Israeli Demographics

An official breakdown of Israel's 1997 population total of 5,863,000 also yields interesting statistics. Of these, 4,702,200 are Jewish, 872,000 are Muslims, 190,000 are Christians, and 100,000 are Druze. Taking the Jewish population figure at face value (and no one does, since Israel counts any former Jewish resident as still present so long as they visit Israel at least once every four years), that provides a total of 9.1 million Jews in the U.S. and Israel, of whom up to 600,000 or 700,000 may actually be counted in both places. The total of Jews living in the rest of the world outside Israel is generally assumed to be about the same as the Jewish population of the United States.

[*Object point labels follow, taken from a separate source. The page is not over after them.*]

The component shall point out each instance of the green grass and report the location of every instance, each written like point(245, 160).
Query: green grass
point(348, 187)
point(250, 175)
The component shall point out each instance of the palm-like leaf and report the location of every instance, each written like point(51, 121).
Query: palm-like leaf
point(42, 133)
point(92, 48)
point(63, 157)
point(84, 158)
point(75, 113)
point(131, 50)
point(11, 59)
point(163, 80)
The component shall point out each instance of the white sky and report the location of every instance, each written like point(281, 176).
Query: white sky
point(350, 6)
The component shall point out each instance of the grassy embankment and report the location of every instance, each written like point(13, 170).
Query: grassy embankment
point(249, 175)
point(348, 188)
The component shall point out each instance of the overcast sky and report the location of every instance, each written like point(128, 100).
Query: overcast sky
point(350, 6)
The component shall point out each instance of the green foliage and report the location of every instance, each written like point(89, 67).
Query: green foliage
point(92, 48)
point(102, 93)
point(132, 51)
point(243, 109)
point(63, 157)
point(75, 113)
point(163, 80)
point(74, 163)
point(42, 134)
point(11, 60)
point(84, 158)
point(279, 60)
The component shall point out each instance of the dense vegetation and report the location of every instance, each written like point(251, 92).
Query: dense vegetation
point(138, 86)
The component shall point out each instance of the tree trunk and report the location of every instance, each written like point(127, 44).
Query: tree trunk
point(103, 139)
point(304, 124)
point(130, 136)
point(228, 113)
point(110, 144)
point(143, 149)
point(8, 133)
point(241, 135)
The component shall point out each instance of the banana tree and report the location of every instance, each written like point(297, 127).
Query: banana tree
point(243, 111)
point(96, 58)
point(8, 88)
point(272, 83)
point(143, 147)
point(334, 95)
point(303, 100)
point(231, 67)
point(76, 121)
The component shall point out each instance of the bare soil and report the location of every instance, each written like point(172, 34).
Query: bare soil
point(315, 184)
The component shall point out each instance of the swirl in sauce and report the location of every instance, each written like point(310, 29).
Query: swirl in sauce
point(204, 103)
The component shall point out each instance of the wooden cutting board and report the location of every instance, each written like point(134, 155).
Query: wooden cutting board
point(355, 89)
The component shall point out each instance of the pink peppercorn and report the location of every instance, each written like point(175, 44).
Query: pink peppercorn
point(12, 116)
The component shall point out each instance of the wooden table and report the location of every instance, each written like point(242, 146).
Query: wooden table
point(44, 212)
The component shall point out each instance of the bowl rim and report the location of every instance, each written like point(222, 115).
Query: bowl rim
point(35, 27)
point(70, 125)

Since Elliott Abrams, son-in-law of Commentary editors Norman Podhoretz and Midge Decter, is a self-proclaimed Zionist, his forecast of "disaster" seems accurate from his point of view.

Fruits of Intermarriage

An extract by Yaakov Arnold in The Jewish Week of New York from a study by Bruce A. Philips entitled Re-examining Intermarriage Trends, Textures and Strategies, which was commissioned by the American Jewish Committee, provides additional information pertinent to the figures above. In the U.S., according to the study, 52 percent of all Jews marry someone out of the faith. Of the children of these marriages, nearly two-thirds are raised outside of the Jewish faith.

According to the extract, of the children of mixed marriages in the U.S., 33 percent are reared as Christian only, 25 percent are reared as Jewish and Christian, 24 percent are reared with no religion, and 18 percent are reared as Jewish only.

Personally, we think we'd fit in best with those kids being reared as both Jewish and Christian. "Only in America," as we used to say when we all felt good about ourselves.


R. Clemente Holder writes on environmental and demographic issues from Washington, DC.